[10/06/2010] News toscana
LIVORNO. Per chi ha fatto della riduzione del consumo del suolo, del recupero e della riqualificazione del territorio un modo di vedere (e possibilmente cambiare) il mondo, per affrontare il tema dell'urbanistica in Toscana, il dibattito sul cemento che tiene banco da alcune settimane, andrebbe relativizzato. «I problemi non mancano, ma nel resto d'Italia la situazione è molto peggiore». Parola di Vezio De Lucia (Nella foto), architetto che conosce bene la nostra regione per aver realizzato i piani strutturali dei Comuni della Val di Cornia e di Lastra a Signa. Un tecnico prestato alla politica prima come consigliere regionale nel Lazio e poi come assessore nella prima giunta Bassolino, che conosce bene anche i meccanismi amministrativi. E allora, forse nessuno meglio di lui, può spiegare quale deve essere il giusto equilibrio, in tema di pianificazione urbanistica, tra il potere del governo regionale e l'autonomia delle amministrazioni locali. Partendo da un giudizio sul dibattito in corso sul presunto troppo cemento che avrebbe invaso l'Elba, la Versilia e la costa livornese. «Direi innanzitutto che nelle dichiarazioni dei soggetti coinvolti in questo dibattito c'è troppo nervosismo. Per prima cosa, quindi, tutti dovrebbero abbassare i toni affrontare il tema in modo pacato e soprattutto rimanere nel merito della questione».
Ecco, restiamo nel merito. In Toscana c'è troppo cemento?
«Direi no anche se è difficile dare un giudizio generale e ogni caso è da valutare singolarmente. Quello che posso dire è che nel resto del Paese si è perso completamento il controllo del territorio. In Toscana, invece, questo non è avvenuto e c'è un'interessante discussione sul metodo da utilizzare per tutelare il paesaggio».
Una discussione che qualche volta è andata sopra le righe.

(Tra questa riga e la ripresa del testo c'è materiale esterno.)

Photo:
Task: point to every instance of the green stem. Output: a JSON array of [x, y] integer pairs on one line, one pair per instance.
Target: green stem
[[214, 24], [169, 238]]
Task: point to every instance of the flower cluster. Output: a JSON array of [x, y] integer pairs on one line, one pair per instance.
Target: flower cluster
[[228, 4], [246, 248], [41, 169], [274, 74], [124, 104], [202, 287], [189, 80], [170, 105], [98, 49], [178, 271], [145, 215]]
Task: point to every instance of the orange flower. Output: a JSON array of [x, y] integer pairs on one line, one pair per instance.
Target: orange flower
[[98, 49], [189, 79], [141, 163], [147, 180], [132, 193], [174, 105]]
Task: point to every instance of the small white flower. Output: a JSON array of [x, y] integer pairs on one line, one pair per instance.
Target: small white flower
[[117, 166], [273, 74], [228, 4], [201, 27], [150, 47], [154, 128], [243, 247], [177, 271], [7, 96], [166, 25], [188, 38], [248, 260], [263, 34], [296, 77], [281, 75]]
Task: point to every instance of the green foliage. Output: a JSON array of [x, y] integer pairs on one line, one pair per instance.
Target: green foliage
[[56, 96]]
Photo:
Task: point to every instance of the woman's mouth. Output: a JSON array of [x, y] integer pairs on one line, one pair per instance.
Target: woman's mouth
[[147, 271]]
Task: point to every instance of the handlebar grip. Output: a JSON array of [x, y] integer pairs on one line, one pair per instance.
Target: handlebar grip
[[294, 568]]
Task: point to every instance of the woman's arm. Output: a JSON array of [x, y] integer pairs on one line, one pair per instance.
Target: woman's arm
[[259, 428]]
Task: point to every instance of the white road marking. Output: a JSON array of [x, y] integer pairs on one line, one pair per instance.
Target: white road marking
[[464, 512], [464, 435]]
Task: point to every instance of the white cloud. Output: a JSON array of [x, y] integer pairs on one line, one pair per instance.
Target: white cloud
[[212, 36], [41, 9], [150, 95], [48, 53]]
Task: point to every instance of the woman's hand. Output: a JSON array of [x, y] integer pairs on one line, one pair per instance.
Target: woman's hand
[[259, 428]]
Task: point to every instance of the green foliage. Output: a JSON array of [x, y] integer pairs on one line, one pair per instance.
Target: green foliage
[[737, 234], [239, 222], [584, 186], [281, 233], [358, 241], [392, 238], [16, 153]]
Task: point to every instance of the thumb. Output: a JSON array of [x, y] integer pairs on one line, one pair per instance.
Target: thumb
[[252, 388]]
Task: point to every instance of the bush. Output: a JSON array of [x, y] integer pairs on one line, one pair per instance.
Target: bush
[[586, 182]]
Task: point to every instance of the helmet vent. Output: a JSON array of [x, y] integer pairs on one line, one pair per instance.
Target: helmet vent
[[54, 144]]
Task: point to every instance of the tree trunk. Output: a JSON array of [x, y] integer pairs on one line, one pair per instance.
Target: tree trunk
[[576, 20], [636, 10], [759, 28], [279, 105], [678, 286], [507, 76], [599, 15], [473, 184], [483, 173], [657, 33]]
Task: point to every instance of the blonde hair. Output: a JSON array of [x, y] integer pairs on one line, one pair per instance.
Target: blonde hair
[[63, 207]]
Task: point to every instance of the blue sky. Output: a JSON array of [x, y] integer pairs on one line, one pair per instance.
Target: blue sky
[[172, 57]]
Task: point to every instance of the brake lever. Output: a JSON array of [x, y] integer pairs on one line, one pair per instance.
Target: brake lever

Che idea si è fatto della "vicenda" Tozzi?
«In verità mi sono stupito delle reazioni alle sue dichiarazioni. Tozzi ha ragione, ha detto cose sacrosante che del resto erano già state dette da altri. Forse il tono poteva essere diverso, ma questo è il suo modo di comunicare e del resto il problema esiste».
E quale è?
«Il troppo potere dato ai comuni sulla materia urbanistica dalla giunta Martini. L'errore più grave è stato quello di lasciare troppa autonomia alle amministrazioni locali senza fornire un coordinamento. E allora è successo che anche il più piccolo comune si è trovato a prendere delle decisioni senza conoscere il piano strutturale del comune confinante. Così come è impostata la prassi in Toscana, non va bene e questo sistema ha portato a un sovradiensionamento delle previsioni urbanistiche».
Da dove si dovrebbe ripartire per mettere in pratica la riduzione del consumo del suolo?
«Innanzitutto dalla corretta applicazione dei piani strutturali che troppo spesso vengono sintetizzati in un solo regolamento urbanistico invece che in due o addirittura tre. Per dare omogeneità al paesaggio, inoltre, secondo me, l'idea delle aree vaste è sempre valida: penso alla zona della piana fiorentina ma anche al piano unico strutturale per l'isola d'Elba che purtroppo è stato solo promesso e mai realizzato. Sul fronte degli strumenti già esistenti, invece, c'è il Piano territoriale di coordinamento, che pur avendo una grande importanza, oggi risulta depotenziato e soprattutto non cogente».
Il suo vuole essere un ritorno al centralismo regionale?
«Io chiedo una maggiore presenza di provincia e regione che nella precedente legislatura hanno delegato il 95% delle scelte ai comuni. Il primo livello del problema rimane infatti il dimenesionamento degli strumenti urbanistici. La regione dovrebbe indicare non tanto i livelli quantitativa, quanto stabilire delle fasce o comunque un inquadramento per la pianificazione del territorio».
Il nuovo assessore all'urbanistica regionale Marson sta andando nella giusta direzione?
«Penso proprio di sì. C'è un cambio di rotta che ho molto apprezzato. Ora aspettiamo i risultati».
Che non sempre rispecchiano le promesse ...
«Questa è un po' la storia dell'urbanistica italiana. Ma ci sono stati anche buoni risultati che mi portano a essere ottimista».